Given a two player game $(A,B)\in{\mathbb{R}^{m\times n}}^2$, referred to as a **stage** game, a $T$-stage repeated game is a game in which players play that stage game for $T > 0$ periods. Players make decisions based on the full history of play over all the periods.

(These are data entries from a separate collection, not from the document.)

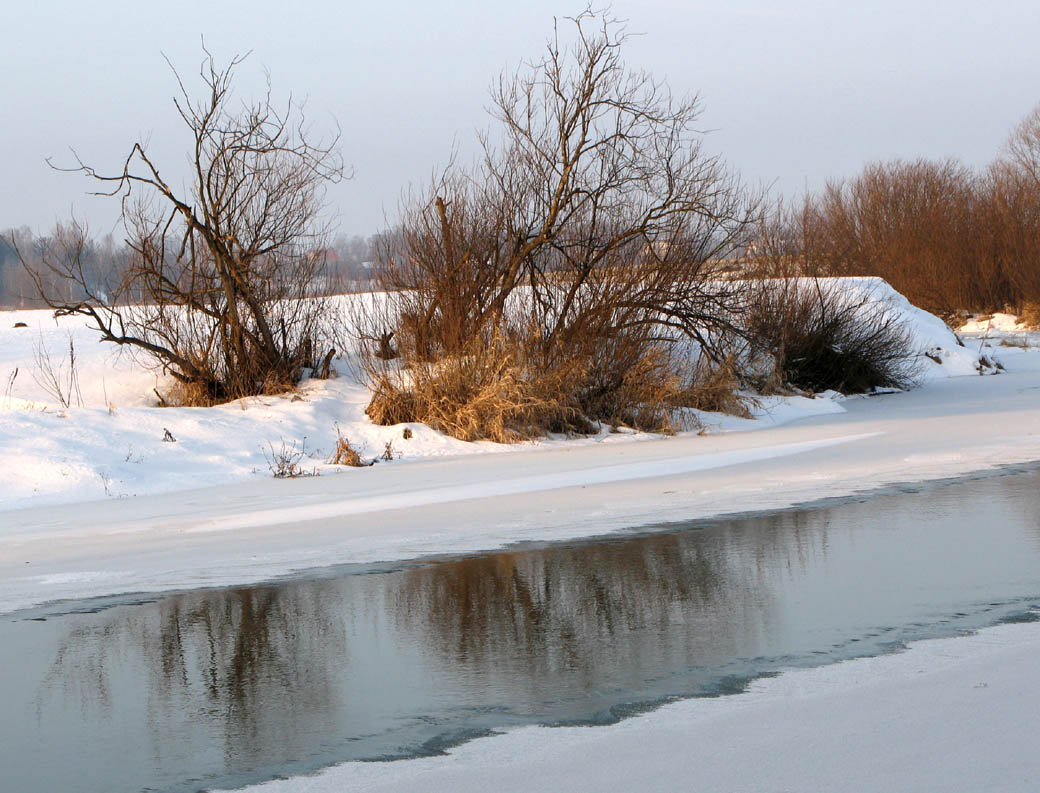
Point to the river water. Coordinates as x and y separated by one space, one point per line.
225 687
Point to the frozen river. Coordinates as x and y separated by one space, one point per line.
226 687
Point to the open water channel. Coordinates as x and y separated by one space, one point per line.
221 688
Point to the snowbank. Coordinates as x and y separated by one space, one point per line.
111 440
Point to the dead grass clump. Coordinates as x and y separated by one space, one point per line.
284 461
827 337
487 394
344 453
716 388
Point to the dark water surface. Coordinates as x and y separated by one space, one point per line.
219 688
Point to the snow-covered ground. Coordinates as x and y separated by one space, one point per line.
74 522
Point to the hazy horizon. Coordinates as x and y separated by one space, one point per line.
791 95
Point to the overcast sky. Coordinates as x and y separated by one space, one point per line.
793 93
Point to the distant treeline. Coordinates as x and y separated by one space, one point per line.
347 265
949 237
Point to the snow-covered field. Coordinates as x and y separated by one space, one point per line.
74 522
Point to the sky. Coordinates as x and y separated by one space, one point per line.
793 94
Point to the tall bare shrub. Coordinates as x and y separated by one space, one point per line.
591 237
216 289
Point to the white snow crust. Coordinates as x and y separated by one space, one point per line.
93 502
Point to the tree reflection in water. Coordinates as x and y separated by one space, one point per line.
289 676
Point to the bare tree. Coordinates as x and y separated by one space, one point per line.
218 285
594 230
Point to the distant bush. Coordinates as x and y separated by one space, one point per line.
826 335
949 237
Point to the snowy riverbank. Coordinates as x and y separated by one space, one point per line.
951 714
76 523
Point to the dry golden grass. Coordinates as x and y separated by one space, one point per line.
344 453
717 389
1030 314
484 395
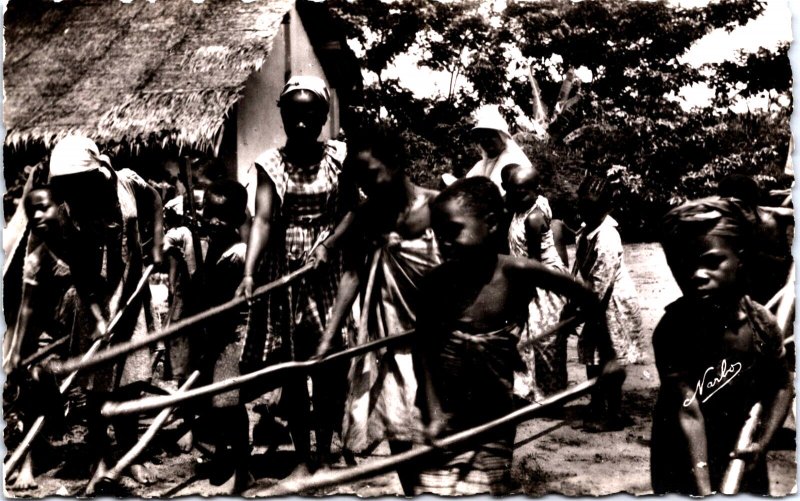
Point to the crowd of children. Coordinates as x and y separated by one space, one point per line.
479 271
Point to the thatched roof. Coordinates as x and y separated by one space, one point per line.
145 73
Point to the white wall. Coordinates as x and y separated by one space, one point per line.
258 119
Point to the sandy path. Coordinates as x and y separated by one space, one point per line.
551 456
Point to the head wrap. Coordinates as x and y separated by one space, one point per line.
74 155
714 216
314 85
489 117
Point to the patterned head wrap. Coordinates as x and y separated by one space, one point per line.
74 155
715 216
314 85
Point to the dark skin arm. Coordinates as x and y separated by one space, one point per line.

For example consider the game:

$$ A = \begin{pmatrix} 0 & 6 & 1\\ 1 & 7 & 5 \end{pmatrix} \qquad B = \begin{pmatrix} 0 & 3 & 1\\ 1 & 0 & 1 \end{pmatrix} $$by identifying the best responses:

$$ A = \begin{pmatrix} 0 & 6 & 1\\ \underline{1} & \underline{7} & \underline{5} \end{pmatrix} \qquad B = \begin{pmatrix} 0 & \underline{3} & 1\\ \underline{1} & 0 & \underline{1} \end{pmatrix} $$it is immediate to find two Nash equilibria:

$$((0,1), (1,0,0))\qquad((0,1), (0,0,1))$$In [1]:

```
import nashpy as nash
import numpy as np
A = np.array([[0, 6, 1],
[1, 7, 5]])
B = np.array([[0, 3, 1],
[1, 0, 1]])
game = nash.Game(A, B)
list(game.support_enumeration())
```

Out[1]:

If we were to repeat this game twice ($T=2$) we obtain a new game. However to be able to think of this we need to define what a strategy in a repeated game is.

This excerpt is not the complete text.